How to Navigate High FODMAP Foods

During Elimination (Weeks 1-6)

Be strict:

  • Avoid all high FODMAP foods
  • Read every ingredient label
  • Ask about ingredients when eating out
  • Use the Monash FODMAP app when unsure

During Reintroduction (Weeks 7-14+)

Test systematically:

  • Reintroduce one FODMAP type at a time
  • Start with small amounts
  • Track your symptoms
  • Identify your personal triggers

During Personalization (Long-term)

Find your balance:

  • Include tolerated FODMAPs freely
  • Limit poorly tolerated FODMAPs only as needed
  • Eat as varied a diet as possible
  • Re-test problematic FODMAPs after 6-12 months

Common Mistakes to Avoid

Mistake 1: Assuming Gluten-Free = Low FODMAP

Not all gluten-free products are low FODMAP. Many contain:

  • Chicory root/inulin (fiber additive)
  • Honey (sweetener)
  • Apple juice concentrate (binder)
  • High FODMAP flours (chickpea, amaranth in large amounts)

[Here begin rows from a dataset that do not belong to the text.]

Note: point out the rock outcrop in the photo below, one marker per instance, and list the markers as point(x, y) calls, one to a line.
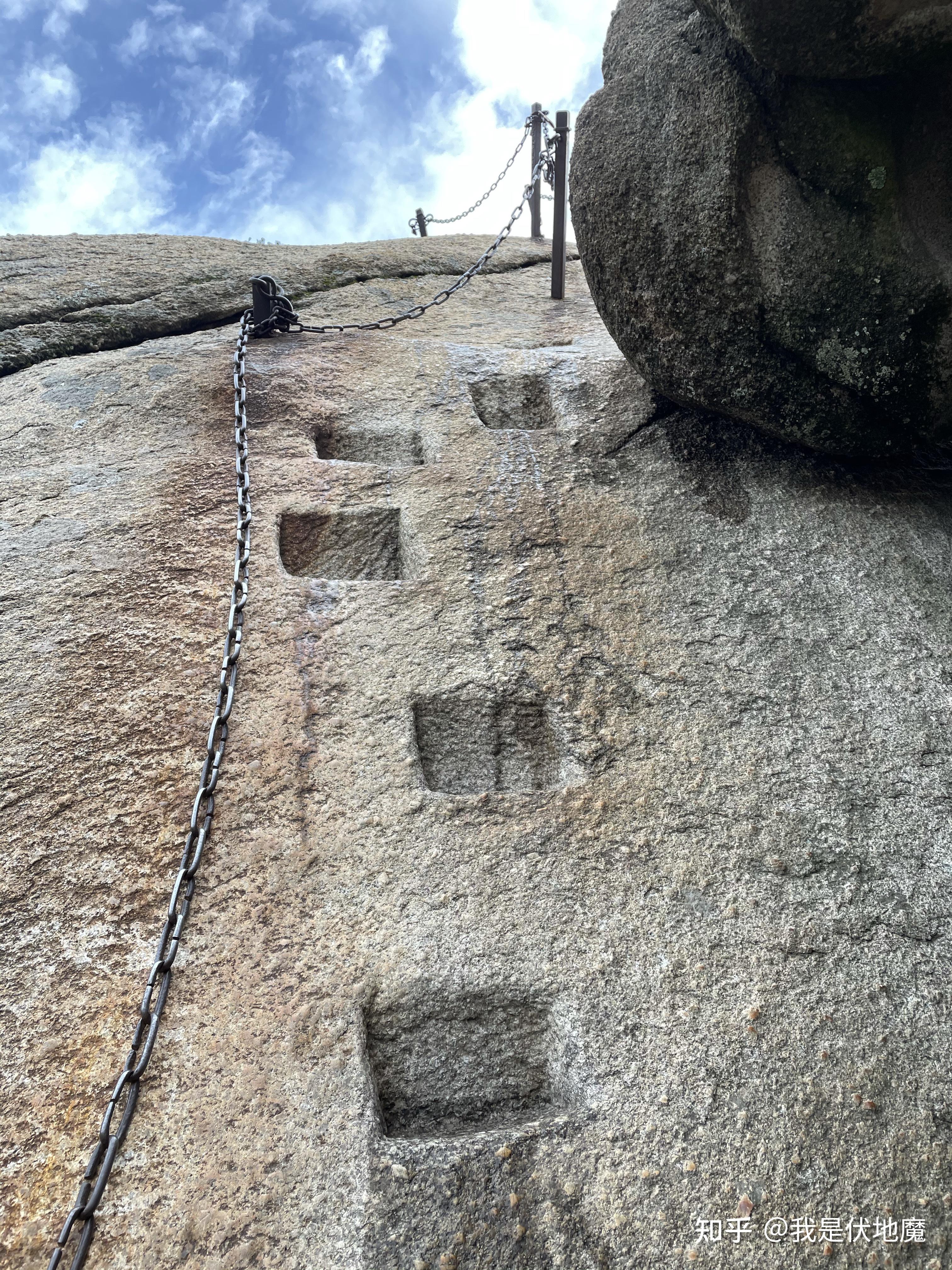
point(770, 248)
point(81, 294)
point(582, 859)
point(838, 38)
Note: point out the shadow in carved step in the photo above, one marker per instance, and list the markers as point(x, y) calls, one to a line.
point(468, 1065)
point(469, 745)
point(365, 545)
point(522, 402)
point(385, 446)
point(482, 1100)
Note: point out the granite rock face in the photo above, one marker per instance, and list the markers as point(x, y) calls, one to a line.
point(838, 38)
point(774, 249)
point(79, 294)
point(582, 855)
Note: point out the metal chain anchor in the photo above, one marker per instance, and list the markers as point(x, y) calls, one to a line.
point(281, 315)
point(125, 1095)
point(414, 223)
point(272, 312)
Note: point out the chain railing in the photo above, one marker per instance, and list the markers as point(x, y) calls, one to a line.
point(125, 1095)
point(419, 221)
point(272, 313)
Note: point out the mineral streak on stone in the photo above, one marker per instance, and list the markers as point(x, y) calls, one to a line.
point(578, 882)
point(82, 294)
point(838, 38)
point(775, 249)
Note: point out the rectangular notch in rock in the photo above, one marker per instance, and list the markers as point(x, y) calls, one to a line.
point(462, 1066)
point(469, 745)
point(522, 402)
point(351, 546)
point(385, 446)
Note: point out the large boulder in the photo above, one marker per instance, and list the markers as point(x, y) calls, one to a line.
point(774, 249)
point(581, 863)
point(836, 38)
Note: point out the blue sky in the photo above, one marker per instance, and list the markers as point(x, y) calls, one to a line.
point(300, 121)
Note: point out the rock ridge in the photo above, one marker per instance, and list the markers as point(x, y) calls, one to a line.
point(66, 295)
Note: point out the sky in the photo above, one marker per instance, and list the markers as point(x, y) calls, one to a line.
point(291, 121)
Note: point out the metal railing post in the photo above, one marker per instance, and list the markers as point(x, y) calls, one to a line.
point(536, 205)
point(562, 204)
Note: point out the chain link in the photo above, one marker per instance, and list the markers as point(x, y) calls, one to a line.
point(284, 318)
point(451, 220)
point(125, 1095)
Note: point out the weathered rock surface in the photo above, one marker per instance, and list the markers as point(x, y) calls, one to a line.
point(777, 251)
point(579, 869)
point(838, 38)
point(81, 294)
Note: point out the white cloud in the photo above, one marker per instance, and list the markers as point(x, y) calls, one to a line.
point(210, 101)
point(50, 93)
point(59, 13)
point(110, 183)
point(315, 65)
point(550, 53)
point(172, 33)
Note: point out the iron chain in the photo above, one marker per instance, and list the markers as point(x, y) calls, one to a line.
point(125, 1095)
point(286, 319)
point(451, 220)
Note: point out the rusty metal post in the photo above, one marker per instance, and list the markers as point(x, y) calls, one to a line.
point(536, 205)
point(562, 204)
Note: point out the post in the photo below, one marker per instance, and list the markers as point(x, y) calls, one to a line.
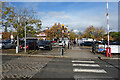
point(25, 37)
point(108, 48)
point(69, 39)
point(62, 39)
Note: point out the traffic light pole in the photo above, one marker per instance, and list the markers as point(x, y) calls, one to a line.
point(63, 39)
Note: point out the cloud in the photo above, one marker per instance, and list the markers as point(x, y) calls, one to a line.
point(60, 0)
point(78, 21)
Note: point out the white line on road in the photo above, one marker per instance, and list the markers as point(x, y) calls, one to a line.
point(84, 61)
point(91, 65)
point(90, 70)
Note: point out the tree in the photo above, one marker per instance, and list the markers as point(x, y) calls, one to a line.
point(94, 33)
point(56, 31)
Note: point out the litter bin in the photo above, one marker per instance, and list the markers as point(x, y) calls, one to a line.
point(16, 49)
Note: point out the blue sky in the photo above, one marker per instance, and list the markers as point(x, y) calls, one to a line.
point(77, 15)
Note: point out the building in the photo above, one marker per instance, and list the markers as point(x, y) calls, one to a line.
point(42, 36)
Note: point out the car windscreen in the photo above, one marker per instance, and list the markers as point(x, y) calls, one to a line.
point(44, 42)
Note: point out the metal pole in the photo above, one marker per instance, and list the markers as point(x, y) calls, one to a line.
point(108, 23)
point(25, 37)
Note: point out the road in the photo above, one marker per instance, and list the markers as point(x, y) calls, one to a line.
point(78, 66)
point(79, 69)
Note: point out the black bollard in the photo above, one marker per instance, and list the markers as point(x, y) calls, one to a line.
point(28, 48)
point(62, 51)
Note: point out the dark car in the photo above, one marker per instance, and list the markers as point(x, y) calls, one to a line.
point(32, 44)
point(45, 45)
point(87, 43)
point(7, 45)
point(115, 43)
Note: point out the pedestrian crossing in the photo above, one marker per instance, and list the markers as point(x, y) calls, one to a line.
point(83, 68)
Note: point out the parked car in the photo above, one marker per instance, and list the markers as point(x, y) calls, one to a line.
point(87, 43)
point(7, 45)
point(32, 44)
point(54, 43)
point(45, 45)
point(115, 43)
point(60, 43)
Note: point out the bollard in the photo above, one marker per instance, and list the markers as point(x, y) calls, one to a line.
point(17, 49)
point(28, 49)
point(107, 52)
point(68, 46)
point(62, 51)
point(110, 51)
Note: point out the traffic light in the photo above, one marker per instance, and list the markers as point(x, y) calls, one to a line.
point(62, 26)
point(68, 31)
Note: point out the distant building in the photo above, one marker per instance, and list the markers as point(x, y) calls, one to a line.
point(42, 35)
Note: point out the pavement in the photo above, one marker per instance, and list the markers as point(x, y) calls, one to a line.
point(75, 52)
point(76, 64)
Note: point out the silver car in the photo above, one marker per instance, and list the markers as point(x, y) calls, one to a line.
point(6, 45)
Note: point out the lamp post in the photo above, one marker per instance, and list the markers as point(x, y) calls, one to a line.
point(69, 39)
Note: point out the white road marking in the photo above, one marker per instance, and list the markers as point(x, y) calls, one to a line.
point(84, 61)
point(90, 70)
point(91, 65)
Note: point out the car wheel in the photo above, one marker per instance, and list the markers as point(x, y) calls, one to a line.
point(3, 47)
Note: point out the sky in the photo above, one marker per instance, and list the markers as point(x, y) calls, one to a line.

Solution: Always check the ingredient list.

Mistake 2: Cutting Out FODMAPs Forever

The elimination phase is temporary. Long-term restriction can:

  • Reduce gut microbiome diversity
  • Lead to nutritional deficiencies
  • Cause unnecessary food fear
  • Limit social enjoyment of food

Solution: Move through all three phases of the diet.

Mistake 3: Not Watching Portions

Even low FODMAP foods become high FODMAP in large amounts.

Solution: Follow serving size guidelines and watch for FODMAP stacking.

Mistake 4: Ignoring Non-FODMAP Triggers

Other factors also affect IBS:

  • Caffeine
  • Alcohol
  • Fatty foods
  • Spicy foods
  • Stress
  • Lack of sleep

Solution: Address lifestyle factors alongside diet.

The Bottom Line

Understanding which foods are high in FODMAPs empowers you to make informed choices during the elimination phase. Remember that this is temporary – the goal isn’t permanent restriction but identifying your personal triggers.

Key takeaways:

  • High FODMAP foods contain fermentable carbohydrates that trigger IBS symptoms
  • Onions, garlic, wheat, legumes, lactose dairy, and many fruits are high FODMAP
  • Hidden FODMAPs lurk in sauces, condiments, and processed foods
  • Read labels carefully and use garlic-infused oil for flavor
  • After elimination, you’ll reintroduce these foods systematically
  • Many high FODMAP foods may be tolerable for you in small amounts or after testing

With this comprehensive guide and the Monash FODMAP app, you’re equipped to successfully navigate the elimination phase and begin your journey toward understanding your unique digestive system.


Disclaimer: This guide is for educational purposes. Individual tolerance varies. Always work with a FODMAP-trained dietitian for personalized guidance through all phases of the diet.